In its meeting in March 2016, the FPC—the macroprudential regulator in the UK—decided to increase the CCyB from 0% to 0.5%. Because it takes one year to become effective, the increase would take place in March 2017. However, after the EU referendum in June 2016, the FPC decided to bring it back to 0%. The reduction, contrary to the increase, is immediate. In other words, the CCyB never moved. There were no changes until July 2017, when the FPC increased it to 0.5% (effective July 2018) Then, in November 2017, it was decided to increase it to 1% (effective November 2018).
So what was the actual CCyB since January 2016 until March 2020? Well, it increased to 0.5% in July 2018 and to 1% in November 2018, coming back to 0% last month due to the pandemic. Hence, in the last four years, the UK had positive CCyB for just over a year and a half. And this in a period where credit was growing well…

… and lending spreads were at their lowest since the financial crisis.

And the UK is one of the (few) countries that appears interested in using this tool. This situation looks quite opposite to the stance that regulators took early in the Basel III discussion times. In December 2009, the BCBS published a document presenting the proposals from the committee to strengthen the resilience of the banking sector. One of the points was dedicated to reducing the pro-cyclicality of the financial sector.
The financial sector can be very pro-cyclical. What that means is that, during a boom, the growth of the economy if even higher since the financial sector provides cheap credit; however, during the bust, the recession is deeper because the financial sector stops lending and potentially hoards cash. It turns out that some parts of the banking regulation actually increase this pro-cyclicality. Hence, it appeared important to re-design some aspects of it as well as providing some tools to mitigate the pro-cyclicality.

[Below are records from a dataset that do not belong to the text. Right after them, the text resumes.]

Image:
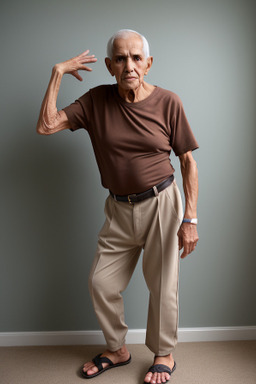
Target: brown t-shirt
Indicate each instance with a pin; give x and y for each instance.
(132, 142)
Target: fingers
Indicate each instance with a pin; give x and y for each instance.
(188, 248)
(188, 238)
(76, 75)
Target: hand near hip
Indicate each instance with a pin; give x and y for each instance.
(72, 66)
(188, 238)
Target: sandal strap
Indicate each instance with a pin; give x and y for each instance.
(160, 368)
(98, 360)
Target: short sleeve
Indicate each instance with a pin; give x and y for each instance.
(78, 113)
(182, 138)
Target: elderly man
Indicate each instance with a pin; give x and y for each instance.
(133, 127)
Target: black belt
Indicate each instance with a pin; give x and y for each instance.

Among the potential re-designs there are things such as making the minimum capital requirements—i.e., those that are not increased or decreased through the cycle—less pro-cyclical. Repullo and co-authors showed that capital requirements for the same mortgage portfolio can vary up to 50% through the cycle. Although some changes have been introduced in Basel III—for instance, input floors—which should reduce pro-cyclicality, this was not their main goal.

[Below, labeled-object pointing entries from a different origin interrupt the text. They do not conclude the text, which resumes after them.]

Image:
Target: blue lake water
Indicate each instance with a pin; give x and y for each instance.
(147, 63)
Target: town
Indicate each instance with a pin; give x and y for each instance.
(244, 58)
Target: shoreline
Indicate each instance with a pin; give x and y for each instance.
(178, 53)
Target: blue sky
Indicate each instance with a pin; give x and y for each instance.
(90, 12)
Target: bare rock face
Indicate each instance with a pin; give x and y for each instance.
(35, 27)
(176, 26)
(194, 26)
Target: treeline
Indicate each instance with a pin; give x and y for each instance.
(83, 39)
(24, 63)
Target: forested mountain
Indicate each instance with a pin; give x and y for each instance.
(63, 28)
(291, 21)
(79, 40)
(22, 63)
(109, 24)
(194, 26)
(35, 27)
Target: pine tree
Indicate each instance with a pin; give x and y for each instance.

Another proposal was the use of dynamic provisioning. This is a regulation that was introduced in Spain in the year 2000, and even though it was not enough to fully protect the banking sector, the consensus is that it saved a substantial amount of tax-payer’s money. Unfortunately, this idea was dropped early on at Basel, likely due to the strong heterogeneity among member countries regarding provisioning practices.
At last, we ended up with just countercyclical capital buffers, and with sever limitations. The maximum amount is 2.5% over RWAs. Yet, banks face at least a 7% requirement at all times—plus any supervisory addition—so the CCyB represents at most increasing requirements by a third. Given the volatility of credit cycles, coupled with the huge costs from financial crises, it is strange that this requirement is less than, say, 50% of total requirements.
But the other limitation is probably more serious: national authorities have discretion over when to activate it. Although it is difficult to come up with a set of rules about when to raise or reduce it, discretion has led to most countries having it at 0% before the Covid-19 pandemic, even though several countries in the EU were growing relatively well in the recent years.
How different would have been if, say, the CCyB could go up to 4-5% of RWA and national authorities would be required to increase it when credit is growing well? Many banking regulators would have room to free up bank capital which could be used to keep lending to firms with problems to repay, even if this increases credit risk. The opposite of what we have.